[Haskell] ANNOUNCE: Data.CompactString 0.1 - my attempt at a Unicode ByteString

Fri Feb 9 19:21:07 EST 2007

On Thu, 2007-02-08 at 17:01 -0800, John Meacham wrote:
> UCS-2 is a disaster in every way. someone had to say it. :)

UCS-2 has been deprecated for many years.

>
> everything should be ascii, utf8 or ucs-4 or migrating to it.

UCS-4 has also been deprecated for many years. The main forms of  
Unicode in use are UTF-16, UTF-8, and (less frequently) UTF-32.

On Feb 9, 2007, at 6:02 AM, Duncan Coutts wrote:
> Apparently UTF-16 (which is like UCS-2 but covers all code points)  
> is a
> good internal format. It is more compact than UTF-32 in almost all  
> cases
> and a less complex encoding than UTF-8. So it's faster than either
> UTF-32 (because of data-density) or UTF-8 (because of the encoding
> complexity).
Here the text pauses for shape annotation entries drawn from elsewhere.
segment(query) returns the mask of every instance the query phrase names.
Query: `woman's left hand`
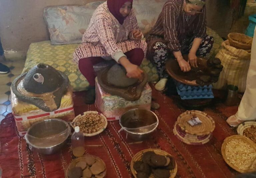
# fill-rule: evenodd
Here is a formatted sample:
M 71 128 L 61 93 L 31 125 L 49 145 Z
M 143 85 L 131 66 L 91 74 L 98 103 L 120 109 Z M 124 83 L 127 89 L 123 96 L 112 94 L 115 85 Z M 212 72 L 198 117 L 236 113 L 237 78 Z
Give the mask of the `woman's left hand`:
M 142 38 L 143 34 L 140 30 L 137 29 L 132 31 L 132 35 L 136 40 L 140 40 Z
M 190 52 L 188 54 L 188 62 L 190 65 L 194 67 L 197 67 L 197 57 L 195 54 Z

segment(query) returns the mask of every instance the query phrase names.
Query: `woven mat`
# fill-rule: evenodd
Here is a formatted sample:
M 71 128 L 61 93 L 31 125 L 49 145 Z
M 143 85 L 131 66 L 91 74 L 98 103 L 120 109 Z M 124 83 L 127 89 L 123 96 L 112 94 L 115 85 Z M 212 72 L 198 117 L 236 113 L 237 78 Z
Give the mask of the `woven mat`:
M 82 92 L 74 93 L 76 115 L 96 110 L 94 106 L 83 103 L 84 94 Z M 215 96 L 217 95 L 215 93 Z M 160 123 L 148 140 L 134 142 L 127 139 L 124 133 L 118 132 L 120 129 L 118 121 L 109 122 L 107 129 L 99 135 L 86 137 L 86 153 L 98 156 L 105 161 L 106 177 L 132 177 L 129 166 L 132 158 L 138 151 L 149 148 L 161 149 L 174 156 L 178 164 L 177 178 L 230 178 L 237 174 L 225 162 L 221 151 L 224 139 L 236 134 L 235 129 L 231 129 L 225 120 L 235 113 L 237 106 L 227 107 L 218 104 L 206 108 L 204 112 L 210 115 L 216 123 L 213 137 L 203 145 L 191 145 L 180 141 L 172 131 L 177 118 L 186 110 L 171 98 L 154 89 L 153 96 L 160 104 L 159 110 L 154 111 Z M 25 140 L 18 136 L 13 119 L 11 114 L 8 115 L 0 125 L 0 164 L 3 178 L 64 177 L 64 170 L 74 158 L 69 145 L 59 153 L 51 155 L 33 152 Z M 9 124 L 4 124 L 8 122 Z

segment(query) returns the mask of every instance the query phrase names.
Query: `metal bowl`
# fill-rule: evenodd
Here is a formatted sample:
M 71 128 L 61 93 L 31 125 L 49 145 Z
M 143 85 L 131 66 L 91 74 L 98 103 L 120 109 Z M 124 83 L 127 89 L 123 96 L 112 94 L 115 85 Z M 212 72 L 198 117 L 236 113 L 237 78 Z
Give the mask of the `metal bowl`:
M 51 154 L 60 150 L 70 134 L 66 122 L 58 119 L 48 119 L 35 123 L 25 135 L 27 142 L 38 152 Z
M 119 122 L 128 137 L 141 141 L 148 137 L 156 130 L 159 121 L 156 115 L 151 111 L 137 109 L 129 110 L 124 113 Z M 155 124 L 153 124 L 154 123 Z M 150 125 L 151 126 L 147 128 L 144 127 Z M 142 127 L 144 128 L 142 129 Z

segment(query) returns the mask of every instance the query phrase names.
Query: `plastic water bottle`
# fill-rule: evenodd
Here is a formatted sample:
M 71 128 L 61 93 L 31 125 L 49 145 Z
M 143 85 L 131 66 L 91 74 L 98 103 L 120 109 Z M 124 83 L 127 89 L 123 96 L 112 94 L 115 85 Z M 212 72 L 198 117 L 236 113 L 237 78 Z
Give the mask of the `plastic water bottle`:
M 71 136 L 71 144 L 72 152 L 74 156 L 80 157 L 84 155 L 85 151 L 84 136 L 83 133 L 80 132 L 78 126 L 75 128 L 75 132 Z

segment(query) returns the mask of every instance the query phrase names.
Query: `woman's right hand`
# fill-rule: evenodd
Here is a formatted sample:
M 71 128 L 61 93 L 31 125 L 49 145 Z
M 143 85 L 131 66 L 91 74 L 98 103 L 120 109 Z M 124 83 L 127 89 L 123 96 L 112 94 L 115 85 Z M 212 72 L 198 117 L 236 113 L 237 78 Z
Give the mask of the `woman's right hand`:
M 179 60 L 177 59 L 179 65 L 182 71 L 184 72 L 189 72 L 191 70 L 191 67 L 189 64 L 184 59 L 182 58 Z
M 131 63 L 126 57 L 121 57 L 119 59 L 119 62 L 126 70 L 126 76 L 127 77 L 139 78 L 141 77 L 143 70 L 141 69 L 138 66 Z
M 125 67 L 127 73 L 126 76 L 129 78 L 140 78 L 143 70 L 141 69 L 137 65 L 130 63 Z

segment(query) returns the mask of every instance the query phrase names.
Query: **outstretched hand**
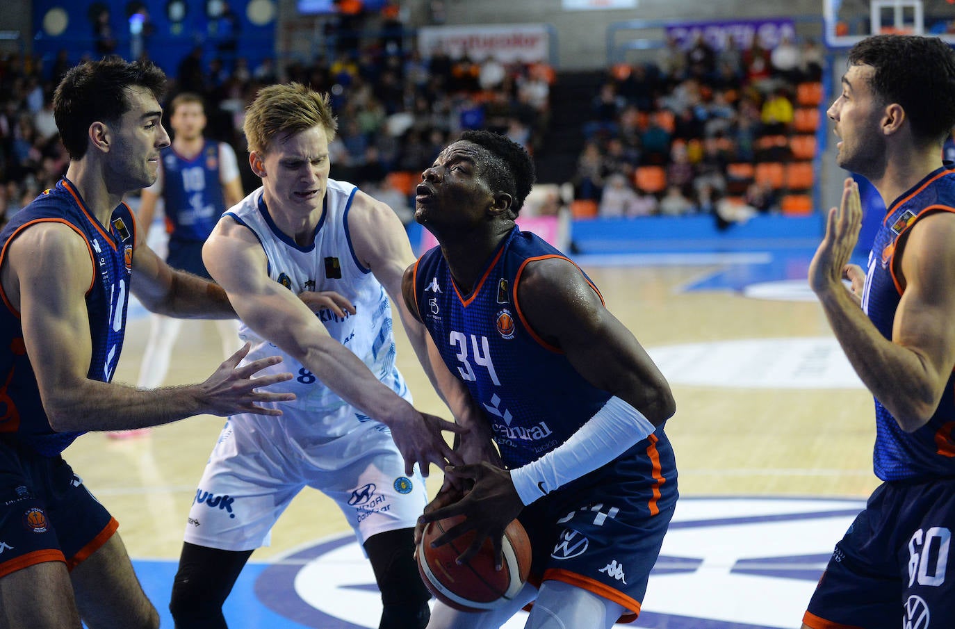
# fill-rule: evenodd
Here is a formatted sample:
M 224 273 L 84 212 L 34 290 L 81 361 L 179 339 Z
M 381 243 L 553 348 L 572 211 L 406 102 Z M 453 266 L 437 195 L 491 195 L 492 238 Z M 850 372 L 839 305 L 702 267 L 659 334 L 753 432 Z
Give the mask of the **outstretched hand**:
M 451 449 L 444 440 L 443 430 L 461 432 L 464 429 L 454 422 L 441 419 L 426 412 L 411 409 L 413 412 L 404 418 L 388 422 L 392 430 L 392 439 L 398 447 L 401 457 L 405 460 L 405 474 L 414 472 L 414 464 L 418 466 L 422 476 L 428 475 L 428 468 L 434 463 L 439 468 L 448 464 L 459 465 L 460 456 Z
M 504 536 L 504 529 L 524 507 L 517 490 L 514 489 L 514 483 L 511 482 L 511 472 L 485 462 L 459 468 L 448 467 L 444 473 L 455 476 L 459 481 L 474 481 L 474 487 L 463 497 L 451 504 L 445 503 L 448 497 L 455 495 L 456 490 L 449 491 L 443 498 L 439 493 L 435 502 L 429 505 L 429 507 L 434 505 L 434 508 L 430 511 L 425 509 L 418 522 L 425 524 L 452 515 L 464 515 L 464 520 L 460 524 L 435 538 L 433 544 L 440 546 L 468 531 L 474 531 L 474 540 L 457 557 L 457 561 L 459 563 L 469 561 L 480 551 L 484 540 L 490 537 L 494 546 L 495 565 L 499 569 L 503 563 L 501 539 Z M 438 498 L 442 498 L 440 506 L 437 506 Z
M 199 386 L 202 412 L 212 415 L 234 415 L 250 412 L 259 415 L 281 415 L 278 409 L 259 406 L 267 402 L 291 402 L 294 393 L 269 393 L 260 388 L 276 383 L 291 380 L 292 374 L 274 373 L 255 378 L 255 374 L 265 367 L 282 362 L 281 356 L 269 356 L 252 361 L 248 365 L 239 364 L 248 354 L 251 346 L 246 343 L 239 351 L 229 356 L 219 368 Z
M 862 203 L 859 198 L 859 184 L 852 178 L 847 178 L 842 185 L 842 200 L 838 208 L 829 210 L 826 219 L 826 233 L 822 238 L 809 264 L 809 286 L 813 292 L 826 293 L 836 287 L 842 289 L 842 278 L 848 278 L 853 283 L 854 294 L 856 284 L 861 273 L 857 272 L 849 264 L 849 259 L 859 241 L 859 232 L 862 227 Z M 864 280 L 864 274 L 861 274 Z

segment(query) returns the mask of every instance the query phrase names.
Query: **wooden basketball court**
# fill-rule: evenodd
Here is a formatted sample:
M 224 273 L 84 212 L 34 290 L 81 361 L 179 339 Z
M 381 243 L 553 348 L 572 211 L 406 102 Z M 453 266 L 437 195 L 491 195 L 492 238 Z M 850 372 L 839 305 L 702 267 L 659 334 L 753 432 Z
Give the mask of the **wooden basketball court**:
M 676 415 L 667 430 L 676 452 L 680 493 L 685 498 L 858 500 L 878 484 L 871 464 L 871 397 L 858 384 L 824 382 L 830 368 L 824 364 L 838 362 L 841 353 L 833 349 L 835 341 L 819 305 L 798 295 L 796 299 L 753 298 L 739 289 L 742 284 L 759 283 L 761 278 L 775 278 L 798 293 L 805 284 L 810 254 L 770 251 L 763 258 L 696 256 L 688 257 L 689 263 L 680 263 L 679 257 L 673 256 L 642 257 L 615 265 L 605 265 L 600 258 L 579 261 L 602 289 L 610 310 L 655 359 L 657 354 L 663 357 L 658 364 L 671 381 L 677 401 Z M 136 382 L 148 326 L 148 318 L 141 312 L 131 313 L 117 380 Z M 447 416 L 400 326 L 396 329 L 399 367 L 415 406 Z M 788 349 L 791 342 L 817 346 L 794 358 Z M 739 343 L 749 344 L 749 349 L 721 353 Z M 819 344 L 824 349 L 818 348 Z M 221 361 L 219 346 L 212 323 L 187 323 L 177 341 L 168 384 L 204 379 Z M 684 351 L 688 347 L 689 353 Z M 734 360 L 736 355 L 743 356 L 745 363 Z M 794 365 L 796 362 L 799 365 Z M 772 374 L 780 368 L 781 375 L 775 382 Z M 693 378 L 687 381 L 683 376 L 690 371 Z M 800 384 L 800 378 L 807 375 L 809 384 Z M 710 376 L 714 377 L 712 383 L 707 380 Z M 196 483 L 223 421 L 194 417 L 127 440 L 87 434 L 65 452 L 90 490 L 119 520 L 120 534 L 135 559 L 175 565 Z M 433 471 L 429 484 L 433 493 L 440 484 L 438 472 Z M 331 501 L 306 490 L 279 520 L 272 547 L 257 551 L 253 560 L 287 557 L 296 549 L 349 531 Z M 832 544 L 840 535 L 837 527 Z M 815 569 L 821 570 L 821 565 Z M 146 569 L 138 563 L 138 570 Z M 648 597 L 653 582 L 651 577 Z M 154 602 L 165 613 L 167 599 Z M 805 601 L 796 603 L 799 604 Z M 652 608 L 651 599 L 647 605 Z M 777 619 L 777 624 L 759 626 L 798 626 L 798 618 Z M 163 626 L 167 626 L 165 620 Z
The downside compared to UTF-32 is that it is a more
> complex encoding so the code is harder to write (but apparently it
> doesn't affect performance much because characters outside the BMP are
> very rare).

UTF-16 is never less compact than UTF-32. The worst case of UTF-16 is  
that it is the same size as UTF-32. This only happens when a string  
consists entirely of characters from the supplementary planes.
>
> The ICU lib uses UTF-16 internally I believe, though I can't at the
> moment find on their website the bit where they explain why the use
> UTF-16 rather than -8 or -32.

http://icu.sourceforge.net/userguide/unicodeBasics.html

UTF-16 is the native Unicode encoding for ICU, Microsoft Windows, and  
Mac OS X.

> Btw, when it comes to all these encoding names, I find it helpful to
> maintain the fiction that there's no such thing (any more) as UCS-N,
> there's only UTF-8, 16 and 32. This is also what the Unicode  
> consortium
> tries to encourage.

It's not a fiction. :-) UCS-2 and UCS-4 are *deprecated*, by the  
merger between Unicode and ISO 10646 that limited the code point  
space to [0..0x10FFFF]. In addition to UTF-8, UTF-16, and UTF-32,  
there's SCSU, a compressed form used in some applications. See:

http://www.unicode.org/reports/tr17/

> My view is that we should just provide all three:
> Data.PackedString.UTF8
> Data.PackedString.UTF16
> Data.PackedString.UTF32
>
> that all provide the same interface. This wouldn't actually be too  
> much
> code to write since most of it can re-use the streams code, so the  
> only
> difference is the single implementation per-encoding of:
> stream   :: PackedString -> Stream Char
> unstream :: Stream Char -> PackedString
>
> and then get fusion for free of course.

I agree that all three should be supported. UTF-16 is used in Windows  
and Mac OS X, and UTF-8 is widely used on Unix platforms (and at the  
BSD level of Mac OS X). UTF-32 matches the Char type in Haskell, and  
is used for wchar_t on some platforms. SCSU can be handled the same  
as a non-Unicode encoding (e.g., like GB2312 or Shift JIS).

Note that some Unicode algorithms require the ability to back up in a  
stream of code points, so that may be a consideration in the design  
(maybe they could be implemented in Haskell in a way that doesn't  
require that; I'm still learning, so I'm not sure yet). And regular  
expression processing requires essentially random access (same  
Haskell-fu considerations apply).
>
> I have proposed this task as an MSc project in my department.  
> Hopefully
> we'll get a student to pick this up.

I hope so!

ICU has a BSD/MIT-style license, so feel free to steal whatever is  
appropriate from there. I would love to see Haskell support Unicode  
operations like locale-sensitive collation, text boundary analysis,  
and more on both [Char] and packed strings.

Deborah